Among 243 French-Canadian carriers of the LDLR p.Trp87Gly pathogenic variant, whole-exome sequencing identified a stop-gain mutation in IL34 (rs4985556, p.Tyr213*) as the strongest genomic signal separating individuals who survived beyond age 70 without cardiovascular events from those who suffered premature events. The variant appeared in 25% of event-free survivors versus 0% of premature-event cases, yielding a striking odds ratio of 20.9 — though with a wide confidence interval (2.7–2841.7) reflecting the small comparative cohort of just 55 individuals.
This finding matters because IL34 is a cytokine ligand for CSF1R, the macrophage colony-stimulating factor receptor, positioning it as a plausible regulator of foam-cell formation and atherosclerotic plaque development — a biologically coherent mechanism for cardiovascular resilience even under lifelong LDL elevation. The discovery echoes the broader "resilience genomics" paradigm, where studying outlier survivors can reveal protective biology missed by standard risk-factor research.

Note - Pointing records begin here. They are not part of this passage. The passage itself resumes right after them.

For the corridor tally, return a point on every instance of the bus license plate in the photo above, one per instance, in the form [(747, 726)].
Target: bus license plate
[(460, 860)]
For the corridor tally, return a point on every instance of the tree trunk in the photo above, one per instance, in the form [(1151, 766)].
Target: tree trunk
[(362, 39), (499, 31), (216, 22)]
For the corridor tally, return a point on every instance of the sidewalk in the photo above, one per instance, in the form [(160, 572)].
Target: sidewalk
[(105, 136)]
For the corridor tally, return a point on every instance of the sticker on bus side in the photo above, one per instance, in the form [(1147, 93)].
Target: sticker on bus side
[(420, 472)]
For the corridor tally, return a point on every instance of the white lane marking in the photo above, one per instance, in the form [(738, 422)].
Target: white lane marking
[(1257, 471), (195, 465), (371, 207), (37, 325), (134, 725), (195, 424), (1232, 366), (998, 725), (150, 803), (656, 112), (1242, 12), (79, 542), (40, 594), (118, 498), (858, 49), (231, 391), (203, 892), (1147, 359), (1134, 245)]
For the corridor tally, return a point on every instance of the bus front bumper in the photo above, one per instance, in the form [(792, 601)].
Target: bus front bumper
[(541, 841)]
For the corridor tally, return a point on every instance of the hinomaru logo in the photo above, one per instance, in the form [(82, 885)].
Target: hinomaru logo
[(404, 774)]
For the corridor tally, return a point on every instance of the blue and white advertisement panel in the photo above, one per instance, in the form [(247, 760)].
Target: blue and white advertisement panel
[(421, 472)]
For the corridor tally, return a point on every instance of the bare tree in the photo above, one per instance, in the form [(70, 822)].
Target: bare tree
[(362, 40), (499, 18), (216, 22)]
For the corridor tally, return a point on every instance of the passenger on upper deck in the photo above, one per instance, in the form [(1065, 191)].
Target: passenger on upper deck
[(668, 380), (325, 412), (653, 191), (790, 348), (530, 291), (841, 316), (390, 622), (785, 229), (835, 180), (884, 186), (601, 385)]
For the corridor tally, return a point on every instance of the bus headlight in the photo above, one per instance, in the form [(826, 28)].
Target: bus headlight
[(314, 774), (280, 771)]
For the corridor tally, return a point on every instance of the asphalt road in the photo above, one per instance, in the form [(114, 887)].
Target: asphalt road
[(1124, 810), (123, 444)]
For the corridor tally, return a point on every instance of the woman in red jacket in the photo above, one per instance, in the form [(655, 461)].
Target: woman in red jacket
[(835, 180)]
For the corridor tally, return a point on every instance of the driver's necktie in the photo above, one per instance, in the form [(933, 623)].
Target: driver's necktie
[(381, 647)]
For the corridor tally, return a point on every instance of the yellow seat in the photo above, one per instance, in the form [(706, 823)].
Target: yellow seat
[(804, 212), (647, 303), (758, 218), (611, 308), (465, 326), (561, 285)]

However, significant caution is warranted. The sample is tiny, and the confidence interval's upper bound exceeds 2,800 — a statistical artifact of extreme separation in sparse data. The founder-population design, while genetically powerful, limits generalizability to other FH populations. Replication in independent cohorts is essential before any clinical translation is considered. Eleven additional variants also require mechanistic validation. Critically, this is a preprint posted on medRxiv and has not yet undergone peer review, meaning findings and effect estimates may change substantially. Treat this as hypothesis-generating, not practice-changing.